# Query builder with OOP design

I am designing a query builder, where the user can just add conditions or groups, and each group can, in turn, have conditions in it. I came up wit the below class design. Can this design be improved?

public enum RuleType
{
Group,
Condition
}
public enum Operator
{
And,
Or
}
public enum ConditonValues
{
GreaterThan = 1,
EqualTo = 2,
LessThan = 3
}
public abstract class RuleParent
{
public Guid Id { get; set; }
public int Order { get; set; }
public RuleType RuleType { get; set; }
}
public class RuleSet : RuleParent
{
public ConditonValues Condition { get; set; }
public string Field { get; set; }
public object Data { get; set; }
}
public class MyGroup : RuleParent
{
public Operator Operator { get; set; }
public List<RuleParent> Rules { get; set; }
public MyGroup()
{
Rules = new List<RuleParent>();
}
}


Example usage:

var groupM = new MyGroup();
groupM.Rules.AddRange(new List<RuleParent>
{
new RuleSet() { Condition =  ConditonValues.EqualTo, Field="name", Data ="reza" , RuleType = RuleType.Condition },
new MyGroup() {
Rules = new List<RuleParent>()
{
new RuleSet() { Condition =  ConditonValues.EqualTo, Field="category", Data ="Tools" , RuleType = RuleType.Condition  },
new RuleSet() { Condition =  ConditonValues.GreaterThan, Field="price", Data ="100" , RuleType = RuleType.Condition  }
}
, RuleType = RuleType.Group
}
});


## 1 Answer

welcome to code review.

Your organization is clean, I mostly just see a few holes in your logic:

• Combining groups - A group applies the same operator (and, or) to all rules in it. e.g. rule1 AND rule2 AND rule3. However, since groups cannot contain other groups, you cannot combine operations, e.g. rule1 AND (rule2 OR rule3)
• Missing Operator/condition - you should add NOT to your enum(s) of operators and/or conditions
• Rule Type - I'm not sure what the purpose of this enum is.
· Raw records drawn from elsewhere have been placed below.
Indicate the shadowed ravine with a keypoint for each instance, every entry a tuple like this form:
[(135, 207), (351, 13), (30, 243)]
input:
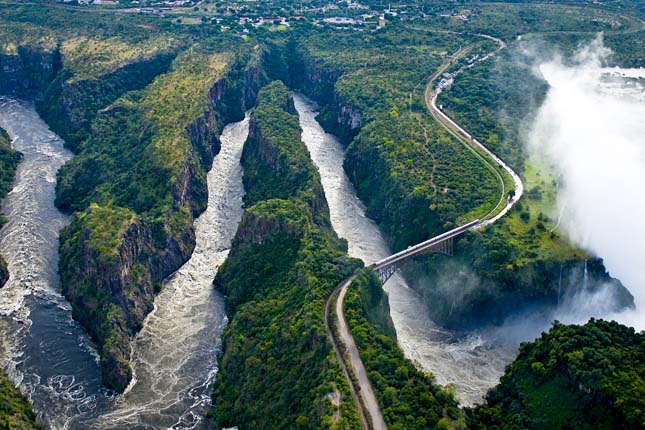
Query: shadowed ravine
[(41, 347), (50, 356), (473, 363), (173, 355)]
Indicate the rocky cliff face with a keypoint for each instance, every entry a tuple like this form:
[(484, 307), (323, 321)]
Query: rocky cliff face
[(111, 295), (28, 71), (69, 106)]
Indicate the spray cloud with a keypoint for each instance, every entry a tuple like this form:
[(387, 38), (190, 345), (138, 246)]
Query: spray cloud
[(592, 127)]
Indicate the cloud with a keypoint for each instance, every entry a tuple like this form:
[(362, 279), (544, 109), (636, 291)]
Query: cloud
[(592, 127)]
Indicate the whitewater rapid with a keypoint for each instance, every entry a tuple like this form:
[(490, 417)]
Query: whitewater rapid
[(472, 363), (48, 354), (173, 356)]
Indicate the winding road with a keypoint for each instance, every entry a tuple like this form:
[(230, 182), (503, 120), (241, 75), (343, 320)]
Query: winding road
[(337, 328)]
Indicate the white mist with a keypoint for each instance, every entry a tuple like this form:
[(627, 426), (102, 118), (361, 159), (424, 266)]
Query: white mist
[(592, 127)]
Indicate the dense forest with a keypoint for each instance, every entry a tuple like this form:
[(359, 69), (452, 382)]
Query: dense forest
[(15, 410), (572, 377), (278, 369), (409, 398), (9, 159), (142, 101)]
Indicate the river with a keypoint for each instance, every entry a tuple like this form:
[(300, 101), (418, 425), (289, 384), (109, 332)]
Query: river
[(41, 347), (49, 355), (472, 363)]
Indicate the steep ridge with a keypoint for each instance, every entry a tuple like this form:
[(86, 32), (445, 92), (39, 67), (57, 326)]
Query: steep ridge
[(132, 225), (173, 354), (278, 368)]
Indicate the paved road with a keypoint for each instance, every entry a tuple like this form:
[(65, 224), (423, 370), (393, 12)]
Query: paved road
[(364, 397), (339, 351), (366, 392)]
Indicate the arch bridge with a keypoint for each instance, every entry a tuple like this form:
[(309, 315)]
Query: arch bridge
[(442, 244)]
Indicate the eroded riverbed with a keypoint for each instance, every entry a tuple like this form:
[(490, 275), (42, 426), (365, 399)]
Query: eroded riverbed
[(472, 363), (49, 355)]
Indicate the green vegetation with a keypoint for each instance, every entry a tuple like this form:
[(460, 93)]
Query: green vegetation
[(408, 397), (134, 189), (573, 377), (415, 178), (278, 369), (15, 410), (9, 159)]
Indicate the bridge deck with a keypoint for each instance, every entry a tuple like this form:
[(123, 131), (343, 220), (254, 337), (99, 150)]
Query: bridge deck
[(423, 246)]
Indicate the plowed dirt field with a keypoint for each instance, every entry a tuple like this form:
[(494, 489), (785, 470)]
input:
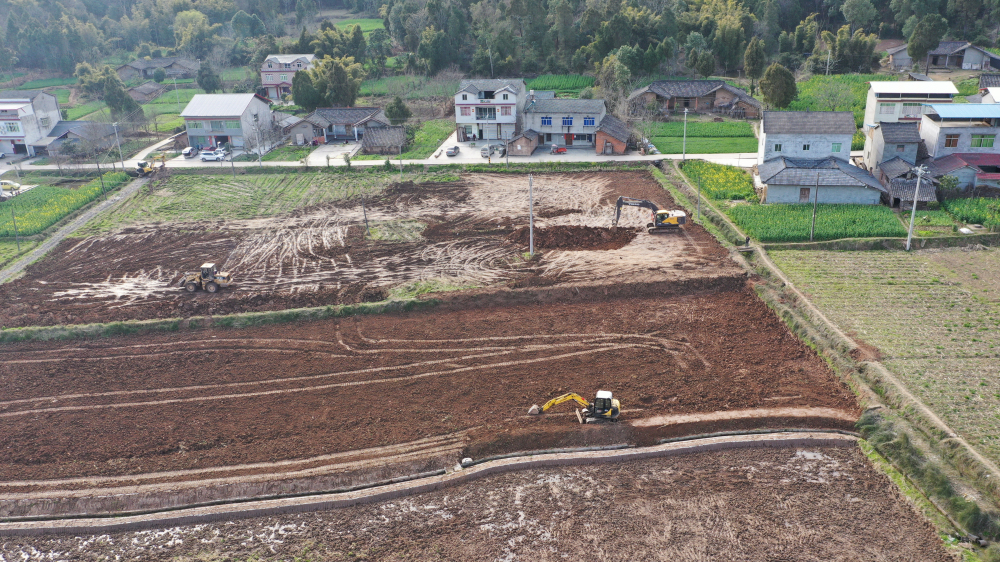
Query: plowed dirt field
[(816, 505), (453, 233)]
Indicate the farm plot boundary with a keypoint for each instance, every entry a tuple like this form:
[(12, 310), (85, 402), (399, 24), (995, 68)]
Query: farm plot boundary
[(953, 457)]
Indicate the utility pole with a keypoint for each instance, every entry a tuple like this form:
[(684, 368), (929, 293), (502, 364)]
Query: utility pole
[(913, 213), (815, 203), (531, 219), (684, 145)]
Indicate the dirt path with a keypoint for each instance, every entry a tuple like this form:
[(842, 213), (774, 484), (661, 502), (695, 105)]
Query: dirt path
[(15, 269)]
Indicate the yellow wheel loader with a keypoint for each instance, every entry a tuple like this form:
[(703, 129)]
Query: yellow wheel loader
[(207, 279), (603, 408)]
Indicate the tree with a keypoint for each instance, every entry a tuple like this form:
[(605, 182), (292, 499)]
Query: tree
[(208, 79), (337, 81), (304, 92), (778, 86), (397, 112), (926, 36), (858, 13), (754, 61), (706, 64)]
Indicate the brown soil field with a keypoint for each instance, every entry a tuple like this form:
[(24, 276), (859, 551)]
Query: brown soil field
[(220, 397), (459, 233), (814, 504)]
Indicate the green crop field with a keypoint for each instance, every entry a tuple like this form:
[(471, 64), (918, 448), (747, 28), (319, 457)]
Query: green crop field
[(561, 83), (208, 196), (427, 140), (978, 210), (791, 223), (718, 182), (409, 87), (46, 205), (934, 316), (811, 92)]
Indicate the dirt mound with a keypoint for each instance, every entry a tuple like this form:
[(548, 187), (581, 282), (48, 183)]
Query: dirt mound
[(575, 237)]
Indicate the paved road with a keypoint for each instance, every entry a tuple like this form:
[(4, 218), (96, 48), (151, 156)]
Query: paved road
[(15, 268)]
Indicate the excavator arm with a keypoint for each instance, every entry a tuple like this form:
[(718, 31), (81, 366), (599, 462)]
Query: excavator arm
[(632, 202), (566, 398)]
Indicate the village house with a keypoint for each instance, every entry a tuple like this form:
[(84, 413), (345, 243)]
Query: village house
[(960, 128), (276, 73), (489, 109), (26, 117), (891, 102), (175, 67), (674, 96), (805, 134), (239, 120)]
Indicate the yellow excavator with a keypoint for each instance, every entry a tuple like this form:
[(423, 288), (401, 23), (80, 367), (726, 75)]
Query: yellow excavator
[(663, 220), (603, 408)]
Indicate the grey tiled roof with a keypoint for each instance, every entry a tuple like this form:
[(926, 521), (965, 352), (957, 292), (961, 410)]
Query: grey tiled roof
[(902, 189), (809, 122), (895, 167), (614, 128), (384, 137), (491, 85), (326, 116), (989, 81), (949, 47), (565, 106), (829, 172), (900, 132)]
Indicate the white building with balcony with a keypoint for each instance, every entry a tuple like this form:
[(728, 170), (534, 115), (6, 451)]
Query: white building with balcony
[(276, 73), (489, 109), (26, 117), (239, 120), (894, 102)]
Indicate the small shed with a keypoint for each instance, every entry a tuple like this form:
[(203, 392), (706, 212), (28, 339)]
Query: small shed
[(384, 140), (901, 190), (523, 143), (612, 136)]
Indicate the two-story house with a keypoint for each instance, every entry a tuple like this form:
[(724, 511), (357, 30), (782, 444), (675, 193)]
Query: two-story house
[(960, 128), (890, 141), (489, 109), (564, 122), (236, 119), (892, 102), (805, 134), (26, 117), (276, 73)]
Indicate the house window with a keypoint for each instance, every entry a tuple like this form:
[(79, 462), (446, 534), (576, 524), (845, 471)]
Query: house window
[(983, 141)]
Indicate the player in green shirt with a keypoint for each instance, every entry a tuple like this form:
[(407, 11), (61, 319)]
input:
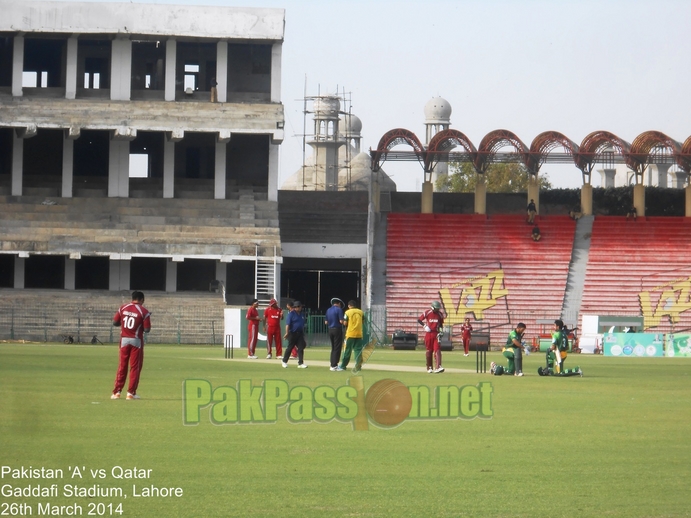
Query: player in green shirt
[(353, 320), (556, 355), (513, 351), (560, 345)]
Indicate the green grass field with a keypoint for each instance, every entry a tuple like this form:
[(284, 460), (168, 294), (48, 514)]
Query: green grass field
[(613, 443)]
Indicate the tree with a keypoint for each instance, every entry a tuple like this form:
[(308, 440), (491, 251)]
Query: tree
[(505, 177)]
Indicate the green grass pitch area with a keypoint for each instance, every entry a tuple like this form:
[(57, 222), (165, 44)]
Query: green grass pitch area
[(613, 443)]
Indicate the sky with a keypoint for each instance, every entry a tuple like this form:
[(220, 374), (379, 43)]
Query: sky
[(528, 66)]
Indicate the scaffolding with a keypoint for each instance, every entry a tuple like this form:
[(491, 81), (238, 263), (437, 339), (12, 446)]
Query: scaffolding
[(338, 136)]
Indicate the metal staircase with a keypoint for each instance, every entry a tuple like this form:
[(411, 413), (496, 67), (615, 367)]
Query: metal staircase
[(265, 277), (576, 278)]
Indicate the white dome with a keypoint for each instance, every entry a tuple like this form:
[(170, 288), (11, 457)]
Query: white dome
[(325, 107), (437, 109), (352, 125)]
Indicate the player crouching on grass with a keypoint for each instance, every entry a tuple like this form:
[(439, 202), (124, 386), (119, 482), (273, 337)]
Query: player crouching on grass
[(433, 322), (513, 351), (551, 371)]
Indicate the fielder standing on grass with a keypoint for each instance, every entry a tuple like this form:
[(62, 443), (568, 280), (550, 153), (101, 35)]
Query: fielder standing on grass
[(466, 331), (433, 322), (353, 320), (334, 321), (295, 334), (253, 319), (272, 326), (134, 320), (560, 345)]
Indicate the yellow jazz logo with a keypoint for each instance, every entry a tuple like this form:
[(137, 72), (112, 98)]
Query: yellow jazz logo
[(477, 296), (673, 299)]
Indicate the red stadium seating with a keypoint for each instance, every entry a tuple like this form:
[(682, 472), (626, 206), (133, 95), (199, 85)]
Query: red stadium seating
[(640, 266), (429, 253)]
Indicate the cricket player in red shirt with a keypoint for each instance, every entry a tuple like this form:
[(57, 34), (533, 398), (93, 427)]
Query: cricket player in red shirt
[(252, 329), (433, 322), (134, 320), (272, 326), (466, 329)]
If you think that you need it, you could leave it is as, or alternatively make an IRuleParent interface, then make ConditionRuleParent and GroupRuleParent subclasses (this would be the more C#-ish way to model it). By doing it the swcond way, you can declare the type (condition/group) in the class name when you instantiate it, rather than tacking it on as a mandatory argument.
• Clunky syntax - it's object oriented, but very verbose to use and mentally parse, which leads us to...
• Greenspun's tenth rule - Any sufficiently complicated C or Fortran program contains an ad-hoc, informally-specified, bug-ridden, slow implementation of half of Common Lisp. (or LINQ in this case). While there are benefits to rolling your own implementation, you are basically recreating a subset of LINQ (the fluent syntax style). If you want something like LINQ, just use LINQ. If you are rolling your own, you might want to spend a little bit of time learning how it works (from a user point of view, at a minimum) and then steal ideas from it as you write your own version.